Mais de tous les obstacles qu'elle devait rencontrer, il pensa avec raison que le plus sérieux était Kabaktchi qui avait la confiance des ulemas, des janissaires et de la population. Il fallait s'en débarrasser à tout prix. Une trentaine de cavaliers qu'il choisit parmi les meilleurs pénétrèrent de nuit dans le village de Fanacaki, sur la mer Noire, où il avait établi son quartier au milieu de ses Yamaks. Ils cernent sa maison, forcent les portes du harem et le poignardent au milieu de ses femmes. Le coup fait, Baïraktar marche sans perdre de temps sur la capitale à la tête de ses forces et plante ses tentes sur les hauteurs qui dominent la nécropole d'Eyoub aux nombreux cyprès. Il avait pris la précaution d'envoyer au Sultan un message destiné à le rassurer sur ses dispositions. Il n'avait d'autre but, en venant à Constantinople, que de le délivrer de la fripouille des Yamaks et de la tyrannie du Mufti. Moustafa se laissa d'autant plus facilement convaincre que le dévouement de tous ces gens commençait à lui être à charge. Confiant dans les bonnes dispositions de Baïraktar, il ne songea plus qu'à ses plaisirs. Comme il était parti un matin pour passer la journée, sous les ombrages des Eaux-douces d'Asie, le pacha de Routchouk, informé de son absence, entra dans la ville avec ses hommes et s'engagea dans les rues étroites qui montent au Sérail. Il pénétra sans obstacle dans la première cour par la Bab-Humaioun qui s'ouvre sur la place où Sainte-Sophie élève sa cyclopéenne architecture; mais, avertis par les clameurs de la foule, les capidjis eurent le temps de fermer les portes de la cour intérieure, et les milices du palais accourues garnissaient déjà le faîte des murailles. Alors le chef des eunuques blancs se montra aux créneaux et demanda au pacha ce qu'il voulait.

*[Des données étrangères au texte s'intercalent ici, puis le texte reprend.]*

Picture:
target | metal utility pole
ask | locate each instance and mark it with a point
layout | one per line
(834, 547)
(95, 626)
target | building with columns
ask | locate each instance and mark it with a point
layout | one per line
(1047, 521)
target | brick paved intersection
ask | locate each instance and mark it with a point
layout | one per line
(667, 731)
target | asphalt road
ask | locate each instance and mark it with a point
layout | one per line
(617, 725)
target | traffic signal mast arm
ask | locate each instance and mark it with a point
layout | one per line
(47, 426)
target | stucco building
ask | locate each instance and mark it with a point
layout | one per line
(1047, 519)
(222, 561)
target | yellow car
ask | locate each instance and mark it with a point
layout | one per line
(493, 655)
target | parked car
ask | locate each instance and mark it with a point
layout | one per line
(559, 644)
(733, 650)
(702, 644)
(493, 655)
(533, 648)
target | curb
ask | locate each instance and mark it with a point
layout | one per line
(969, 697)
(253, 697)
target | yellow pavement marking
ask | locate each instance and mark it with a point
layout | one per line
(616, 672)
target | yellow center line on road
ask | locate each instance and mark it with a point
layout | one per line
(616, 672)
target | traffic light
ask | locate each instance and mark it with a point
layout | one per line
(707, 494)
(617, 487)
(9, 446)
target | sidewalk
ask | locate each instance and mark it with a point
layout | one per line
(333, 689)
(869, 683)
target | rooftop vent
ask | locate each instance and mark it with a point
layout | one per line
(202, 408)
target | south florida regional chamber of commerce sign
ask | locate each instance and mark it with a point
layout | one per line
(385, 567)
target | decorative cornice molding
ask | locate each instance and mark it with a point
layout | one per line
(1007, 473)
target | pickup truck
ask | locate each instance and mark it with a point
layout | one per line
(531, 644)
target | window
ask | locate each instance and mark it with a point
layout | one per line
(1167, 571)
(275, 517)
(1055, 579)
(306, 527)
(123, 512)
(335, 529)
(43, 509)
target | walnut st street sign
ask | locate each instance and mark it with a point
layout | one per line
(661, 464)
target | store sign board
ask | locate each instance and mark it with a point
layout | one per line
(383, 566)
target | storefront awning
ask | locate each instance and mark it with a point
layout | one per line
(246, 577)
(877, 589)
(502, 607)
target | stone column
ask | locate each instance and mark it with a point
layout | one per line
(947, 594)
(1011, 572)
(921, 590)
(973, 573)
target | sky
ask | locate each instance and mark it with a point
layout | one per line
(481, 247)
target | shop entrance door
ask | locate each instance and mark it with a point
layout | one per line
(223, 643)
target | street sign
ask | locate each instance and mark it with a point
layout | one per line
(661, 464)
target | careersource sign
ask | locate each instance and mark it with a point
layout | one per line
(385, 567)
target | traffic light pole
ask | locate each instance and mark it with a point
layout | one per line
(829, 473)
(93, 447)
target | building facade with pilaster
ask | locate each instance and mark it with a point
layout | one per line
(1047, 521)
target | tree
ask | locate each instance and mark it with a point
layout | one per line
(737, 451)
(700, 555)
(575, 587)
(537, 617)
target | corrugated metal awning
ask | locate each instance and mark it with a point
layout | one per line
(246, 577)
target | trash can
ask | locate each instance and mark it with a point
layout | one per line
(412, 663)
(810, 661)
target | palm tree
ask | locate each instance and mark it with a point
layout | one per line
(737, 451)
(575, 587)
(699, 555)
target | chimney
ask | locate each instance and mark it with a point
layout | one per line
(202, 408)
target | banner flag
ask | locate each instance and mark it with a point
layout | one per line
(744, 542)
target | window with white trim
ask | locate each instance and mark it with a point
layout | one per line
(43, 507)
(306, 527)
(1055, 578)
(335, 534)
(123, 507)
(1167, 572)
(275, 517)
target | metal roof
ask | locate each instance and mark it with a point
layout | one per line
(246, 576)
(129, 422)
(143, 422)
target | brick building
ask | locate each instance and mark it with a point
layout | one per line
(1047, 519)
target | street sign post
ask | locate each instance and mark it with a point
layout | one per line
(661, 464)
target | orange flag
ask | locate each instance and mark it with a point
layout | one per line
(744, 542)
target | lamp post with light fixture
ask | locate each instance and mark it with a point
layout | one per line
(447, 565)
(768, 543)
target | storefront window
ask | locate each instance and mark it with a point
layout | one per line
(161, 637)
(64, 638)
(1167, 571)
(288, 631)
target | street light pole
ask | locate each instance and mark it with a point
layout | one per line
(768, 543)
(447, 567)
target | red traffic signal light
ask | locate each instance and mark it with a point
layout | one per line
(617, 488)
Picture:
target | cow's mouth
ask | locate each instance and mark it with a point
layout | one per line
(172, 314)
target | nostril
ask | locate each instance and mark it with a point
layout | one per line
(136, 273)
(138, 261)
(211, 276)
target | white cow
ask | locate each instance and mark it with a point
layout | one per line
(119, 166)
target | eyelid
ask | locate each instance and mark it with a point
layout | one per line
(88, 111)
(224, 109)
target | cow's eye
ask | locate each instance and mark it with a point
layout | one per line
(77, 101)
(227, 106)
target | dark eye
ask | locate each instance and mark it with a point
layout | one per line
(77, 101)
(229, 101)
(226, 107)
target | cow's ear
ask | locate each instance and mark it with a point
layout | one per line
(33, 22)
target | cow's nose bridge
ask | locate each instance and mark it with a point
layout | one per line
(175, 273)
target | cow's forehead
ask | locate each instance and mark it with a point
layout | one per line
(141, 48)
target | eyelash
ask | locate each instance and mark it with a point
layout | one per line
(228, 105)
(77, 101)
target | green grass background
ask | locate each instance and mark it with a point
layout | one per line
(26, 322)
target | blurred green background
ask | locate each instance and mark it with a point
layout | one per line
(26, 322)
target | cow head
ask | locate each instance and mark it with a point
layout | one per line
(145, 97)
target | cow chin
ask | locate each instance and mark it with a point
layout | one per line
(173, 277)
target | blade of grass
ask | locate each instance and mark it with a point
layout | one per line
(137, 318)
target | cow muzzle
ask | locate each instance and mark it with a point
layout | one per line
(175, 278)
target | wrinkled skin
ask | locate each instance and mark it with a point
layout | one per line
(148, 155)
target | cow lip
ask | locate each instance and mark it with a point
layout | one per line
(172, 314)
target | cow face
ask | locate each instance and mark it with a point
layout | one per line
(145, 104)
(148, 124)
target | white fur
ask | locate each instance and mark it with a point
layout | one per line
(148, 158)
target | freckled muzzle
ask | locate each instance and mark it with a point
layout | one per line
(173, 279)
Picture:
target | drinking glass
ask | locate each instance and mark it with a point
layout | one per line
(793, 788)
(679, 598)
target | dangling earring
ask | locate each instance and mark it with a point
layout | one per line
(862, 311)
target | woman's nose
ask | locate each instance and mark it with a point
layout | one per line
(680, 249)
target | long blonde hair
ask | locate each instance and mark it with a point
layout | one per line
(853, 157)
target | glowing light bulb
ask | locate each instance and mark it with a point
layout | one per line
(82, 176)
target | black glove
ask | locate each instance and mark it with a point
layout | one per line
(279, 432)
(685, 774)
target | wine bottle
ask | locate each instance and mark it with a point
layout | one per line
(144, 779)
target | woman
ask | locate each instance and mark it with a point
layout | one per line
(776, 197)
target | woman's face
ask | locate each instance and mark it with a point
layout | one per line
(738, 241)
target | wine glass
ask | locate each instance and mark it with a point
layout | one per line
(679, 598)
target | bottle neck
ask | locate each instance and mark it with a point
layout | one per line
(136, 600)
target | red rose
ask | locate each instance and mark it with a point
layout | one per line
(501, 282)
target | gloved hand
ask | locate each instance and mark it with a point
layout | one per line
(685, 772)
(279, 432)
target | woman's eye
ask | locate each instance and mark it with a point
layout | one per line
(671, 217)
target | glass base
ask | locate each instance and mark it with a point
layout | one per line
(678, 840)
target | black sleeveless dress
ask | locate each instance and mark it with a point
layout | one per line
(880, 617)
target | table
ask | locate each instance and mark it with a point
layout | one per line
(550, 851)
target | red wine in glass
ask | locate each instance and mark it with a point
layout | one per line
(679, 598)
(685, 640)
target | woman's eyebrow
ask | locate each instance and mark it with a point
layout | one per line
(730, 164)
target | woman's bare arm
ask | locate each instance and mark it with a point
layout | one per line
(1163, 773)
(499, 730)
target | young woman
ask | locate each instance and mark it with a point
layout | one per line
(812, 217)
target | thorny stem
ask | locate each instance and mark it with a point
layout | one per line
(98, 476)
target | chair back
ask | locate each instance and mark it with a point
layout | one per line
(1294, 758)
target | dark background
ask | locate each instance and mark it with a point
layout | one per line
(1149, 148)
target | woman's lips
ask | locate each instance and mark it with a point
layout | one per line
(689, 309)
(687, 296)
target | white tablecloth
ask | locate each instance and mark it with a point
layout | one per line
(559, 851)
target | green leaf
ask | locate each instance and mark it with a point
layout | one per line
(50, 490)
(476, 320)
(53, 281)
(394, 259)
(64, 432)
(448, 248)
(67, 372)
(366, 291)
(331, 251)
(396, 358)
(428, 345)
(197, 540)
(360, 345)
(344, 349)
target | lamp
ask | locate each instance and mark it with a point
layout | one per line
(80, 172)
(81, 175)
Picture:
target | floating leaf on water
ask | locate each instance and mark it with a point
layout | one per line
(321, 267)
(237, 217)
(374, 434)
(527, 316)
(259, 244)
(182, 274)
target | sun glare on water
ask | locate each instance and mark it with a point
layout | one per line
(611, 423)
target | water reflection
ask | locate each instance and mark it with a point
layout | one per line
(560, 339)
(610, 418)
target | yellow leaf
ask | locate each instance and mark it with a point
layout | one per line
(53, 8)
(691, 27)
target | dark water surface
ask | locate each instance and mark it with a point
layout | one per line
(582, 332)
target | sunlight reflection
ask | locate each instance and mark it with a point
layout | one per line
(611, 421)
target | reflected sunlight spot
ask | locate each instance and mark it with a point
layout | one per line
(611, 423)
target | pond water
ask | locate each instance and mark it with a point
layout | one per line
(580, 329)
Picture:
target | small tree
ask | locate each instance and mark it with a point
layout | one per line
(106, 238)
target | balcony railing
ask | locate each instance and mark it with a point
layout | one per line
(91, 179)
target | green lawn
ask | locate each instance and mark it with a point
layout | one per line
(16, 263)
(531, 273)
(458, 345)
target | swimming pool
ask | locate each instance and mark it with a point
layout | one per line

—Je veux saluer sultan Selim, répondit-il. Ouvrez.

Il allait être obéi quand, tout à coup, une porte s'ouvrit du côté de la mer et l'on vit apparaître Moustafa. Prévenu de ce qui se passait, il était revenu en toute hâte. Ses premiers ordres furent un arrêt de mort contre Selim. Six eunuques noirs se précipitaient dans son appartement et lui passaient le lacet au cou. «Le pacha demande à saluer Selim, qu'on lui donne satisfaction», cria Moustafa.

A la vue du cadavre, Baïraktar donna ordre qu'on brisât les portes et la soldatesque se rua dans la cour. L'instant d'après Moustafa était enfermé à son tour dans l'appartement où sa victime avait expiré.